Re: [PATCH 03/28] libfc: IO errors on link down due to cable unplug

Vasu Dev <vasu.dev@xxxxxxxxxxxxxxx> · Tue, 27 Jul 2010 14:32:00 -0700

On Tue, 2010-07-20 at 22:29 -0500, Mike Christie wrote:
> On 07/20/2010 05:19 PM, Robert Love wrote:
> > From: Vasu Dev<vasu.dev@xxxxxxxxx>
> >
> > In this case, sync IO fails with EIO(5) errors as:-
> >
> > "Thread:1 System call error:5 - Input/output error (::pwrite() failed)".
> >
> > This is due to IO time out while libfc doing link down processing
> > to block all rports and if timed out IO was at last retry
> > attempt then it fails to user with EIO error followed by
> > these log messages.
> >
> > [77848.612169] host2: rport bf0015: Delete port
> > [77848.612221] host2: rport e10aef: work delete
> > [77848.612232] host2: rport e10002: work event 3
> > [77848.612422] sd 2:0:1:1: [sdi] Unhandled error code
> > [77848.612426] sd 2:0:1:1: [sdi] Result: hostbyte=DID_ERROR
> > driverbyte=DRIVER_OK
> > [77848.612431] sd 2:0:1:1: [sdi] CDB: Write(10): 2a 00 00 00 11 20 00 00 20 00
> > [77848.612445] end_request: I/O error, dev sdi, sector 4384
> > [77848.612553] sd 2:0:1:2: [sdj] Unhandled error code
> >
> > To fix these EIO errors, such timed out incomplete IOs needs
> > to be re-queued without counting retry attempt and this patch
> > does that using DID_REQUEUE scsi code.
> >
> > Signed-off-by: Vasu Dev<vasu.dev@xxxxxxxxx>
> > Signed-off-by: Robert Love<robert.w.love@xxxxxxxxx>
> > ---
> >   drivers/scsi/libfc/fc_fcp.c |    5 +++++
> >   1 files changed, 5 insertions(+), 0 deletions(-)
> >
> > diff --git a/drivers/scsi/libfc/fc_fcp.c b/drivers/scsi/libfc/fc_fcp.c
> > index a0a3ae7..61a1297 100644
> > --- a/drivers/scsi/libfc/fc_fcp.c
> > +++ b/drivers/scsi/libfc/fc_fcp.c
> > @@ -1971,6 +1971,11 @@ static void fc_io_compl(struct fc_fcp_pkt *fsp)
> >   		break;
> >   	}
> >
> > +	if (lport->state != LPORT_ST_READY&&  fsp->status_code != FC_COMPLETE) {
> > +		sc_cmd->result = (DID_REQUEUE<<  16);
> > +		FC_FCP_DBG(fsp, "Returning DID_REQUEUE to scsi-ml\n");
> > +	}
> > +
> 
> If it is a tape command, you do not want to use DID_REQUEUE do you?
> 

I wasn't sure of using DID_REQUEUE here and therefore I did RFC first at
http://www.open-fcoe.org/pipermail/devel/2010-June/010360.html.  As I
understand DID_REQUEUE would block the sdev and would do unconditional
retry and now I see that is issue with tapes as you pointed above, so
I'll remove its use here but help me understand use of DID_REQUEUE, I
mean are LLLD expected to make additional checks before indicating
DID_REQUEUE to scsi-ml ? 

> You are using the fc class API to delete the rport in this scenario, 
> right? 

Yes.

> If so normally I think you would use DID_TRANSPORT_DISRUPTED. 
> This is going to give you an error if it is the last retry like 
> DID_ERROR though.
> 

Effectively both would do same, so changing DID_TRANSPORT_DISRUPTED
won't change anything or perhaps I'm missing something here.

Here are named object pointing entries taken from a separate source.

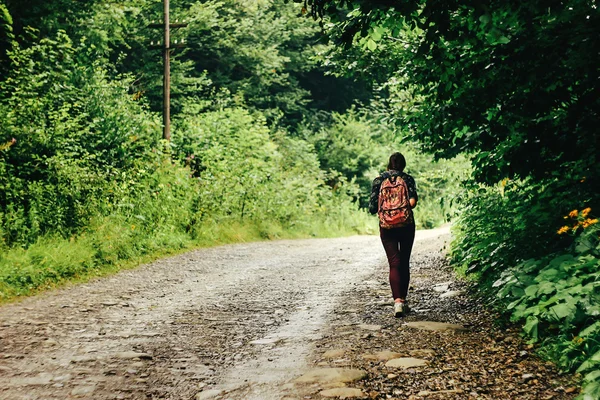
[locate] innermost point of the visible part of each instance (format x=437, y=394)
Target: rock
x=265, y=341
x=83, y=390
x=452, y=293
x=62, y=378
x=435, y=326
x=129, y=355
x=42, y=379
x=334, y=353
x=208, y=394
x=425, y=393
x=527, y=377
x=368, y=327
x=342, y=393
x=382, y=355
x=331, y=375
x=137, y=364
x=405, y=362
x=421, y=353
x=441, y=287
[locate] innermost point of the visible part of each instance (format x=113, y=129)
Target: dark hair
x=397, y=162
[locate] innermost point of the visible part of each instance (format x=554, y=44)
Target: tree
x=515, y=83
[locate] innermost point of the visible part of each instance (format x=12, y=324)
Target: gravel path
x=244, y=321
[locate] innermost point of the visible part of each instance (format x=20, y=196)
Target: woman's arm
x=374, y=198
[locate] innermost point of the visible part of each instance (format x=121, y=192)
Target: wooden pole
x=167, y=77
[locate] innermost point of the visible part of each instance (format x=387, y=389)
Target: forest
x=283, y=113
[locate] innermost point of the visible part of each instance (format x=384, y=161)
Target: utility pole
x=166, y=48
x=167, y=76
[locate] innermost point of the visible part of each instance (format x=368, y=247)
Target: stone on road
x=405, y=362
x=331, y=375
x=342, y=393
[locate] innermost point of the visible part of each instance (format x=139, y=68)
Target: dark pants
x=397, y=243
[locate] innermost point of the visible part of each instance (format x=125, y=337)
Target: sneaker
x=400, y=309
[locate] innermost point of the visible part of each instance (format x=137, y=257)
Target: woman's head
x=397, y=162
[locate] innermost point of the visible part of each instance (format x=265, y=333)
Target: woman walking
x=393, y=196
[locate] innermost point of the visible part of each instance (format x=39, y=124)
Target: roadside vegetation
x=266, y=143
x=513, y=86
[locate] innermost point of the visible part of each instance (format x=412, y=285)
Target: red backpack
x=394, y=206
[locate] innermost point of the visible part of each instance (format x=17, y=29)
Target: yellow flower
x=573, y=214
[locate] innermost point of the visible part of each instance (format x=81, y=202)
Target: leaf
x=531, y=328
x=371, y=45
x=530, y=291
x=562, y=310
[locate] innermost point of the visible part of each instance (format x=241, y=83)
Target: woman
x=393, y=196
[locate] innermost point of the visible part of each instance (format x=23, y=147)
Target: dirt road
x=245, y=321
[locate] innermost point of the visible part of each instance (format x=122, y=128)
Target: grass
x=111, y=245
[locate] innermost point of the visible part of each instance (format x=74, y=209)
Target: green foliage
x=485, y=78
x=512, y=238
x=75, y=136
x=558, y=298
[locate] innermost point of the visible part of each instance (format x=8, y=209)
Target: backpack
x=394, y=206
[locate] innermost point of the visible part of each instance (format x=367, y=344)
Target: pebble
x=208, y=394
x=129, y=355
x=83, y=390
x=434, y=326
x=368, y=327
x=342, y=393
x=334, y=353
x=331, y=375
x=405, y=362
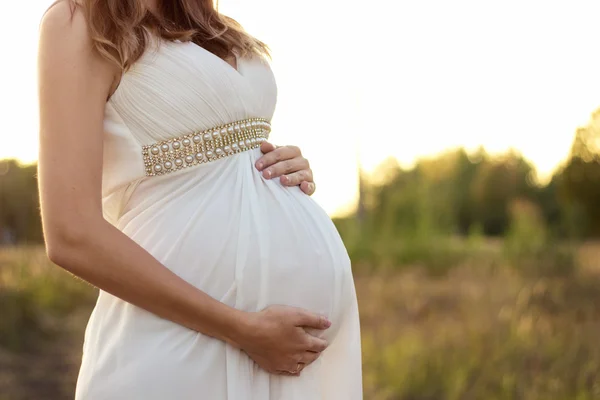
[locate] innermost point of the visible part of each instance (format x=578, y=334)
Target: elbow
x=64, y=243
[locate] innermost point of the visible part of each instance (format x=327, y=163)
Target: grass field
x=492, y=326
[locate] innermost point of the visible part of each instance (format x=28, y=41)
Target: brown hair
x=121, y=29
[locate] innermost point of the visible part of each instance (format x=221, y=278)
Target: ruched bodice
x=245, y=240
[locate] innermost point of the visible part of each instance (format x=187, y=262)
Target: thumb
x=310, y=320
x=267, y=147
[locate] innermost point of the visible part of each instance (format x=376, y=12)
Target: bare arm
x=74, y=83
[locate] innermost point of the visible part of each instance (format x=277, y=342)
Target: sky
x=360, y=81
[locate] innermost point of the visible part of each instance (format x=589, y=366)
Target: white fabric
x=245, y=240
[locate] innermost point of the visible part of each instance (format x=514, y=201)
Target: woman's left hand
x=287, y=163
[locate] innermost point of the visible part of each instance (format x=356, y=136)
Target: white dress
x=246, y=241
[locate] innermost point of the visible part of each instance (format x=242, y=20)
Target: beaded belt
x=201, y=147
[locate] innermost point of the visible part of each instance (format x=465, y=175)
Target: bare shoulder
x=65, y=21
x=66, y=46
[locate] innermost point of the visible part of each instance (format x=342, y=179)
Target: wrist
x=238, y=326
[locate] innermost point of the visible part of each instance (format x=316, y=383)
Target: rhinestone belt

> It seems weird to try and work around the IO erorr in this case because 
> it is the last retry so it should fail. If the port keeps going down and 
> up, then with your patch you could keep retrying the IO forever.
> 

I think last try should not fail due to link down if rports comes back
before dev_loss_tmo or fast_io_fail_tmo, such IOs should get their last
try attempt again once rport are back instead throwing IO error just
before port is getting blocked, that is the whole purpose of rport block
states.

> This isn't one of those races where you are blocking the rport, but the 
> IO keeps coming around so the retries are used really quickly right (the 
> driver looks like it has the fc class and internal state checks to 
> prevent this but I wanted to make sure).

I'm trying to fix IO error due to failed last attempt on a IO just after
link down and its rport yet to move to block state from pending rport
event_work. The libfc already has checks once rport or lport no longer
ready for new IO try and that is not an issue here. It is very rare case
with very tiny time window as rport block, so I can replace DID_REQUEUE
here by DID_IMM_RETRY and I verified that works, will that be okay ?

This tiny time windows can be further reduced by use of wmb() on rport
state change to block and lport getting out of ready since their states
are checked w/o lock in queuecommand path. I can do that as separate
patch only if needed and it really helps some corner case.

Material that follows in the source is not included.